Le nombre d’heures de cours sera revu à la baisse. Au lieu de trois heures de cours, l’école passera à une heure et demie. « Il est difficile pour des enfants de se concentrer pendant trois heures et de tenir le rythme. »

Autre nouveauté à la rentrée de septembre : de la circomotricité (mélange de cirque et de psychomotricité) destinée à des enfants de 4-5 ans. Les techniques de cirque (jonglerie, échasses, fil, acrobatie…) seront, de leur côté, proposées aux jeunes de 6 à 12 ans.

« Le prix des cours restera démocratique car nous bénéficions de la gratuité de la salle », ce qui permet au Cirque dans la tête de proposer un prix avantageux de 8 euros la séance.
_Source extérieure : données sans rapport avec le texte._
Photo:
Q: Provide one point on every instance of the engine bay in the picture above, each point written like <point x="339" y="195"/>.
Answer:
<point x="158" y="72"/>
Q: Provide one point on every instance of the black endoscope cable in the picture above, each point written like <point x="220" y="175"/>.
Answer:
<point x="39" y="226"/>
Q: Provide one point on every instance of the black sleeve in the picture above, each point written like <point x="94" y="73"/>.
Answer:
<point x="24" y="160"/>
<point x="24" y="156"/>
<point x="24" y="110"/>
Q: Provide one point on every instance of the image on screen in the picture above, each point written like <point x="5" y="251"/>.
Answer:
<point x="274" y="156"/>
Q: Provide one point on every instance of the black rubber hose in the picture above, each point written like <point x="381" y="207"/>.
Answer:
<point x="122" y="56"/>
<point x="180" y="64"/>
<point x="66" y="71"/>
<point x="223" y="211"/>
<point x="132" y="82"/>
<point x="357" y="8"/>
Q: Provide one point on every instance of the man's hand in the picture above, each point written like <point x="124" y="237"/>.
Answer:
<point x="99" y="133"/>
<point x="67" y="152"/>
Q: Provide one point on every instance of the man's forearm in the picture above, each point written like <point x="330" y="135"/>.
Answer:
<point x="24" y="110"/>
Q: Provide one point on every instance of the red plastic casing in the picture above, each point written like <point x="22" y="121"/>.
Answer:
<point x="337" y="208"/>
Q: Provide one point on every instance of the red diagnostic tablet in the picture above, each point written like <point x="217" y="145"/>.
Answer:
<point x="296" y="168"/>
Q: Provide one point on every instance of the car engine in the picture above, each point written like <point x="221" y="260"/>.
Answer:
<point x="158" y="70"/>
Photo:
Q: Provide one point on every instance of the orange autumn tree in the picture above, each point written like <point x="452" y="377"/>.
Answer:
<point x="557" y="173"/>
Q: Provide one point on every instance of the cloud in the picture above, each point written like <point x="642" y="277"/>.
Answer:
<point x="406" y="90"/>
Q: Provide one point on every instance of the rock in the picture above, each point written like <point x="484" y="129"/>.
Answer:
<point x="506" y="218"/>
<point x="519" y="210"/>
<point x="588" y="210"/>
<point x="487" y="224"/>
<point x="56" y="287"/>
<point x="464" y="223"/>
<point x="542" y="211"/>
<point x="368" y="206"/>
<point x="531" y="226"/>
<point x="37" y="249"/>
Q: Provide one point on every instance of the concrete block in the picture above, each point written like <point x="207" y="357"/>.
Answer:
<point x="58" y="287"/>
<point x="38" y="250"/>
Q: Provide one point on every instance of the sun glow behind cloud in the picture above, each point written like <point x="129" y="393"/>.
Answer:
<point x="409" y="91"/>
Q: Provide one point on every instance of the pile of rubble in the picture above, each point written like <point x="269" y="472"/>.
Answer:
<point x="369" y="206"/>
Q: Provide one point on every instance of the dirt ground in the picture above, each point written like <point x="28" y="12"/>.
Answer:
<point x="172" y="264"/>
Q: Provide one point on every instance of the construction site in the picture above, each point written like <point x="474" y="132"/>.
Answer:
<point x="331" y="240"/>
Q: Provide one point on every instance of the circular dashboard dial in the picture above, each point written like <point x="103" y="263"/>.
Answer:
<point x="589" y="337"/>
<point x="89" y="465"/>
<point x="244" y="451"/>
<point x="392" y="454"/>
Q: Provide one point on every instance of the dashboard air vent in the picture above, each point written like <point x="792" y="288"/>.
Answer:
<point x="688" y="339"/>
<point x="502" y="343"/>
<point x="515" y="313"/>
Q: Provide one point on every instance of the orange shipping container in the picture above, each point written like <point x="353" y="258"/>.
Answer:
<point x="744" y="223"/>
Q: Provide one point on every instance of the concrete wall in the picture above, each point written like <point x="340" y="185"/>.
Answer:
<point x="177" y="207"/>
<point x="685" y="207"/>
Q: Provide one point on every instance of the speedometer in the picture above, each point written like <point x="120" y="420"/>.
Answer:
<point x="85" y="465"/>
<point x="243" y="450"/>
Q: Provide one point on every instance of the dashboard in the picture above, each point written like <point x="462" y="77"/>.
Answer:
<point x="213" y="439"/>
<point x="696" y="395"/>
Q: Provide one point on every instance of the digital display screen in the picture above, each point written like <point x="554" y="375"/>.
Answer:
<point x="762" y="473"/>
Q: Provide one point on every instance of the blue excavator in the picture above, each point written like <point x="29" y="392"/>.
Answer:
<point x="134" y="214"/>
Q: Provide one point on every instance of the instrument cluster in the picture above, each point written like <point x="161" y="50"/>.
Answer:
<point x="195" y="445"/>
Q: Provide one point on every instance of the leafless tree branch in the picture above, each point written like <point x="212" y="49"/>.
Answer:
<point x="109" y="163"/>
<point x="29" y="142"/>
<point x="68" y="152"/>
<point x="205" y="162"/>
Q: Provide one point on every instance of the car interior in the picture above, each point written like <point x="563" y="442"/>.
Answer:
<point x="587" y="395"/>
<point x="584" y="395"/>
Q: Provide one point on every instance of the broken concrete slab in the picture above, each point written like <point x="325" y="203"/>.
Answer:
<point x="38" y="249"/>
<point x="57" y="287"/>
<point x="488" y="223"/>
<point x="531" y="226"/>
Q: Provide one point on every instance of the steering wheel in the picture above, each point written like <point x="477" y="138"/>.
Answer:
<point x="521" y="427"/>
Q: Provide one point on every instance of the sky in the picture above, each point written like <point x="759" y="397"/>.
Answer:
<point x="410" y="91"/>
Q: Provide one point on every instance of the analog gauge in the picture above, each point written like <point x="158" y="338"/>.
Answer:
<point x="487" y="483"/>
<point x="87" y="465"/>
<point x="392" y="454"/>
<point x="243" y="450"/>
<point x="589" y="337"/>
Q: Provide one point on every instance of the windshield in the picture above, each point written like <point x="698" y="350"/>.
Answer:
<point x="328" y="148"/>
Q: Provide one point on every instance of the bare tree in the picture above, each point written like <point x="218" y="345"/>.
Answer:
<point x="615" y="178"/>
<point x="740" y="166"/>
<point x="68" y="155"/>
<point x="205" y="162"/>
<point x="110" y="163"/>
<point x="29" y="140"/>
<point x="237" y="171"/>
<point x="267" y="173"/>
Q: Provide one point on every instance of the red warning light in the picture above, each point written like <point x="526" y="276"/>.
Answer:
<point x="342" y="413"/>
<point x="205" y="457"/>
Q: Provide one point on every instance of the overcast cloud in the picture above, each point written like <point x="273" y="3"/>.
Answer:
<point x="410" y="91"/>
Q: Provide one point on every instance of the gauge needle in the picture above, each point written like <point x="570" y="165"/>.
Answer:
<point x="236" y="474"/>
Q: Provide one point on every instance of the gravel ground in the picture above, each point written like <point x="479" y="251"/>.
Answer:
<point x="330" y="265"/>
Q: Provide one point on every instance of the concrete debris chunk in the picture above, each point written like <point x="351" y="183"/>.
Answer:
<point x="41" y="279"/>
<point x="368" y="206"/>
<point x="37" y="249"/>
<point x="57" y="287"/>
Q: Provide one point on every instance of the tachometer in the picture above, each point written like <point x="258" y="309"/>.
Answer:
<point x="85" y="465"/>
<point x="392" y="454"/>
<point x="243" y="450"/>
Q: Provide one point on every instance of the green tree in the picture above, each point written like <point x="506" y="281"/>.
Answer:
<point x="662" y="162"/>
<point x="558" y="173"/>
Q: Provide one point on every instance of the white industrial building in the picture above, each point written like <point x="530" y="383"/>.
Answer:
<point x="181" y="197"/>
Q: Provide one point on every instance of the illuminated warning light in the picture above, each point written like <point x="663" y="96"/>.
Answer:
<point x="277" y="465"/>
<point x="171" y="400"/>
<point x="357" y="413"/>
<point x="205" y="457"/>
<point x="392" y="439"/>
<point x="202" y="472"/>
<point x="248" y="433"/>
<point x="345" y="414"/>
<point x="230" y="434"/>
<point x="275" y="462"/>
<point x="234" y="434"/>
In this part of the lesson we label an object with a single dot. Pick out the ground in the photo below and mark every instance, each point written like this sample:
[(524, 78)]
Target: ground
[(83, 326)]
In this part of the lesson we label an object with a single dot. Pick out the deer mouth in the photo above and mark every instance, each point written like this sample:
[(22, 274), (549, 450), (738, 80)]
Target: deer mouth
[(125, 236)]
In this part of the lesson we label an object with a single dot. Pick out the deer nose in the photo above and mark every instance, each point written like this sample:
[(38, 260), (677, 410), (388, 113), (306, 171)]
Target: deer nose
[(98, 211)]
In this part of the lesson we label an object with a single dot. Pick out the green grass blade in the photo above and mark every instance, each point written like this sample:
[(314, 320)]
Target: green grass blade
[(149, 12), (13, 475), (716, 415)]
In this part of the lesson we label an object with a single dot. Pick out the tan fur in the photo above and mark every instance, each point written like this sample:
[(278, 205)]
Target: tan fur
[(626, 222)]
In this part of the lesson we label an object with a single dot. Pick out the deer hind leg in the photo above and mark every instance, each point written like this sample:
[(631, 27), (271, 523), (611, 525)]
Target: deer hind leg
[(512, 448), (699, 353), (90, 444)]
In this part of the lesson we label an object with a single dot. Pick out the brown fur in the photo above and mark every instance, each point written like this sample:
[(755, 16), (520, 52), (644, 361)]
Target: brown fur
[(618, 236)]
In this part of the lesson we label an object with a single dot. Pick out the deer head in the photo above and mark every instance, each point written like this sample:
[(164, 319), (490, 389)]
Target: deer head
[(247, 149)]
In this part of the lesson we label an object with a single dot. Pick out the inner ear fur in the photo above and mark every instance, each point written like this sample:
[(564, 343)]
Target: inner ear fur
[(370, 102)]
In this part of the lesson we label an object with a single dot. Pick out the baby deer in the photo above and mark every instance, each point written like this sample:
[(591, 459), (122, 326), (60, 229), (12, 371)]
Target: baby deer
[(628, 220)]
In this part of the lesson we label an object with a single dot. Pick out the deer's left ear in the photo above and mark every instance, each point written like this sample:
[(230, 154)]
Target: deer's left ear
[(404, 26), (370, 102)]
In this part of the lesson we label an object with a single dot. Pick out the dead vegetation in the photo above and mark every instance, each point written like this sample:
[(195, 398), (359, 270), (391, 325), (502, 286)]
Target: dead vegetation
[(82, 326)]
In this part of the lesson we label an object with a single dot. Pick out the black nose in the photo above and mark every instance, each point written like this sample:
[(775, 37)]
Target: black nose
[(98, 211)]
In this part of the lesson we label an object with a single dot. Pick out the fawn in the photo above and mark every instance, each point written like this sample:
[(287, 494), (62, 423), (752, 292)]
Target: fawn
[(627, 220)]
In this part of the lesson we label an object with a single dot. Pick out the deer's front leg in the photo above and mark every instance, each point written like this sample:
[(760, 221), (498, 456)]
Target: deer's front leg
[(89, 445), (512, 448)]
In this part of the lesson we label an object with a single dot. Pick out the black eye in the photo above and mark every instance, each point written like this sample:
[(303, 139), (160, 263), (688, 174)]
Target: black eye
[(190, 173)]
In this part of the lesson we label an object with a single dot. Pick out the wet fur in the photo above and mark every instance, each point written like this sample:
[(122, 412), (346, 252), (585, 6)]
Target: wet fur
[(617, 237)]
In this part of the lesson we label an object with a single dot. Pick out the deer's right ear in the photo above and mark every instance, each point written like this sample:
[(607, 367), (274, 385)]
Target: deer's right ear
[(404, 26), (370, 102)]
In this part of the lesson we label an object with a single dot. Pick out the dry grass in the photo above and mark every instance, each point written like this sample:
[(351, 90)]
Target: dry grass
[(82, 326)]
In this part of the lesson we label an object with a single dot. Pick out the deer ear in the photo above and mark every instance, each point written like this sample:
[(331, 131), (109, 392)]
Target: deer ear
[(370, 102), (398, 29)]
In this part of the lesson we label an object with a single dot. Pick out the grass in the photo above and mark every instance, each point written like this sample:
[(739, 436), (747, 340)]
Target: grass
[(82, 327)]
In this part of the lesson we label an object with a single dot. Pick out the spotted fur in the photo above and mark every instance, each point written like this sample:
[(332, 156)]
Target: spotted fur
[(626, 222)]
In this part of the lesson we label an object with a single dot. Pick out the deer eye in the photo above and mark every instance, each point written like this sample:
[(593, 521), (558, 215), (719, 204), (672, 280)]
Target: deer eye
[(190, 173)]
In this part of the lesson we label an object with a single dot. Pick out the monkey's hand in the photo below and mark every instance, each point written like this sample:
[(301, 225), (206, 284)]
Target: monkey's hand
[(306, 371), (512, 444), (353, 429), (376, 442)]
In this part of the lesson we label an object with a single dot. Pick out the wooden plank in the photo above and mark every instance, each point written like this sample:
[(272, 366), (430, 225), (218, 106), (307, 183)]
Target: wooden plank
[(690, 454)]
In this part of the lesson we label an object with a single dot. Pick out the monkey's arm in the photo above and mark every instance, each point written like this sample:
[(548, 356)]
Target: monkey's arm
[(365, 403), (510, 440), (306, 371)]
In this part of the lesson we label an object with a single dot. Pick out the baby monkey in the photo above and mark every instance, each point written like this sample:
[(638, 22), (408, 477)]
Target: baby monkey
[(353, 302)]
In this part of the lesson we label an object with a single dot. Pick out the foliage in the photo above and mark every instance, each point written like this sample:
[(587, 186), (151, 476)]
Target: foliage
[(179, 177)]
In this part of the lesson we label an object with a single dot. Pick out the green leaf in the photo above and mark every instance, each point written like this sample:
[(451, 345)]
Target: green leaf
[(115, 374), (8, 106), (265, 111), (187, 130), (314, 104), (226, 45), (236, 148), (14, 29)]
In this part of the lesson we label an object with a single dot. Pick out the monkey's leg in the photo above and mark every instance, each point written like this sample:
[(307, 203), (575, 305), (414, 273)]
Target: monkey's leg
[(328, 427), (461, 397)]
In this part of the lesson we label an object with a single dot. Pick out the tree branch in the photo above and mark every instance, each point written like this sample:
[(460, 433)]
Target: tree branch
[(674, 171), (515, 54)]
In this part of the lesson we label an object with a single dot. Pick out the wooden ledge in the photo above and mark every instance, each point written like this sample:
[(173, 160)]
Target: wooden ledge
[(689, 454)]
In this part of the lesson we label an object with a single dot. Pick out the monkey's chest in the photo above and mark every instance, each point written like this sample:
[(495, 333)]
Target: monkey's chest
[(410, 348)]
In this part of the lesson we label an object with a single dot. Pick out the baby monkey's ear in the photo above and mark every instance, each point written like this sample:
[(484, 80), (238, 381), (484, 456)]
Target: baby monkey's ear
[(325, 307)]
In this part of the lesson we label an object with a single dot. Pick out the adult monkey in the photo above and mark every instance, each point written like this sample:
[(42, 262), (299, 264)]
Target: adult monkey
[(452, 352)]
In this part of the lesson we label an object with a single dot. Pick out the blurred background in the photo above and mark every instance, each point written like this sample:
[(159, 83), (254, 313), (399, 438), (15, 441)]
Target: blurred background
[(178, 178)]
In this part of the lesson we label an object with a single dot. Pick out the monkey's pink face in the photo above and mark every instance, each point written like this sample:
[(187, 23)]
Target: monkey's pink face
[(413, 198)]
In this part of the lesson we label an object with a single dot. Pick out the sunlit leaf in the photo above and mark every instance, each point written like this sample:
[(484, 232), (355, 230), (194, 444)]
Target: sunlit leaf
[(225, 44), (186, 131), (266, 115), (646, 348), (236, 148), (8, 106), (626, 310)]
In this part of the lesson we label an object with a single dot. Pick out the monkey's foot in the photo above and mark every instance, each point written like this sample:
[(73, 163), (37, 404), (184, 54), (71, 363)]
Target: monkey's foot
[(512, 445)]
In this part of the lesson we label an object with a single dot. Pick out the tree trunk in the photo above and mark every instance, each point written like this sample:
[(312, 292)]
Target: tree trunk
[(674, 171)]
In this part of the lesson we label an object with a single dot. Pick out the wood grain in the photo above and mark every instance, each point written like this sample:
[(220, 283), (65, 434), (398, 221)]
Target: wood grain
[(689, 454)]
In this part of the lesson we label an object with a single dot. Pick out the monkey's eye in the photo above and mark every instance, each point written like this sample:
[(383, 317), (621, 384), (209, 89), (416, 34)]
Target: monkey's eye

Le Grenier : la « Culture » pour tous

Initialement, le Cirque dans la tête était soutenu par la Ligue des Familles. Mais en 2011, parce que ce mouvement avait évolué et que le Cirque dans la tête ne rentrait plus dans le nouveau projet de la Ligue des Familles, l’école a dû trouver un nouveau pouvoir encadrant.

Depuis lors, le Cirque dans la tête fait partie des activités proposées par le Grenier. Celui-ci est un Centre d’expression et de créativité (CEC, une structure reconnue et subsidiée par la Fédération Wallonie-Bruxelles) situé chaussée de Bruxelles à Wavre.

Le Grenier est un lieu où l’on a l’occasion de s’initier à différentes techniques artistiques sous la conduite d’animateurs expérimentés. Il propose aux enfants une activité d’éveil à la nature et de créativité en lien avec la nature ainsi que le Cirque dans la tête (Limal). Pour les adultes, le Grenier organise trois activités : le papier mâché, la mosaïque et le « land art », création à base de matériaux naturels et/ou recyclés.

Le Grenier bénéficie annuellement de subsides de la Ville de Wavre et de la Fédération Wallonie-Bruxelles. Cette année, il a rentré auprès de cette dernière un dossier afin de prouver qu’il correspond bien aux critères d’un CEC et ainsi obtenir un nouvel agrément pour 5 ans. « Il y a de fortes chances pour que l’agrément soit renouvelé », se réjouit Françoise Charlier.